In TFT_init() you find this:

Code: [Select]

#if (TEST_UTF8 != 0) && (EVE_GEN > 2)   /* we need a BT81x for this */
    #if 0
        /* this is only needed once to transfer the flash-image to the external flash */
        uint32_t datasize;

        EVE_cmd_inflate(0, flash, sizeof(flash)); /* de-compress flash-image to RAM_G */
        datasize = EVE_cmd_getptr(); /* we unpacked to RAM_G address 0x0000, so the first address after the unpacked data also is the size */
        EVE_cmd_flashupdate(0,0,4096); /* write blob first */
        if (E_OK == EVE_init_flash())
        {
            EVE_cmd_flashupdate(0,0,(datasize|4095)+1); /* size must be a multiple of 4096, so set the lower 12 bits and add 1 */
        }
    #endif

    if (E_OK == EVE_init_flash())
    {
        EVE_cmd_flashread(MEM_FONT, 61376, 320); /* copy .xfont from FLASH to RAM_G, offset and length are from the .map file */
    }

#endif /* TEST_UTF8 */


That "#if 0" needs to be changed to "#if 1" to write a flash image with an UTF-8 font to the external flash of the module.
Let it run once and change it back to "#if 0".

The top line of the screen that reads "EVE Demo" is displayed with the UTF-8 font from the external flash.


Edit: I changed an include line in the EVE_target_Arduino_xxx.h files to make the whole process less complicated.

Now if there would be a way to set defines globally with the Arduino IDE it would not even be necessary to change EVE_config.h and the pins defined in the target files could be changed as well without changing the target files.

I tested this with Arduino 1.8.19 and 2.1.0 now.
Installing 2.1.0 and switching between these is painfull though with Teensy. I had to rename ../Appdata/Local/Arduino15 first or otherwise 2.1.0 would not even start. And starting 1.8.19 with the new folder offers no Teensy option when it is installed for 2.1.0.
Attached are slightly modified archives with the target headers in their sub-folder and EVE_target.h not modified.

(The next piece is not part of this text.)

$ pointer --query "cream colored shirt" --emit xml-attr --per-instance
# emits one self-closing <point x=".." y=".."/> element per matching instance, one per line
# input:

Edit2: just noticed that I left the UTF-8 test active with the flashing inactive, changed tft.c to the original version

[BRT Community]

Hi Rudolph,
Thanks for your detailed information, we will review your feedback,
Yes, the main difference is that having the BLOB and Flash in full speed prevents the command from setting a value which exceeds the spec of the PLL frequency. Without these it may set a value which exceeds the allowable spec and so may affect reliable operation.

Best Regards, BRT Community

[Rudolph]

Hi Rudolph,
Thanks for your detailed information, we will review your feedback,
Yes, the main difference is that having the BLOB and Flash in full speed prevents the command from setting a value which exceeds the spec of the PLL frequency. Without these it may set a value which exceeds the allowable spec and so may affect reliable operation.

Best Regards, BRT Community

Thank you for the confirmation!
As I wrote, I never encountered the issue but at the very least my code is running more robust now after I changed it to not use CMD_PLKFREQ anymore.
Not that CMD_PLKFREQ is not working, but as I provide a library for anyone to use I can not rely on the content of an external flash that might not even be there.
I do not even have flash initialization in my init function so it can be done if required.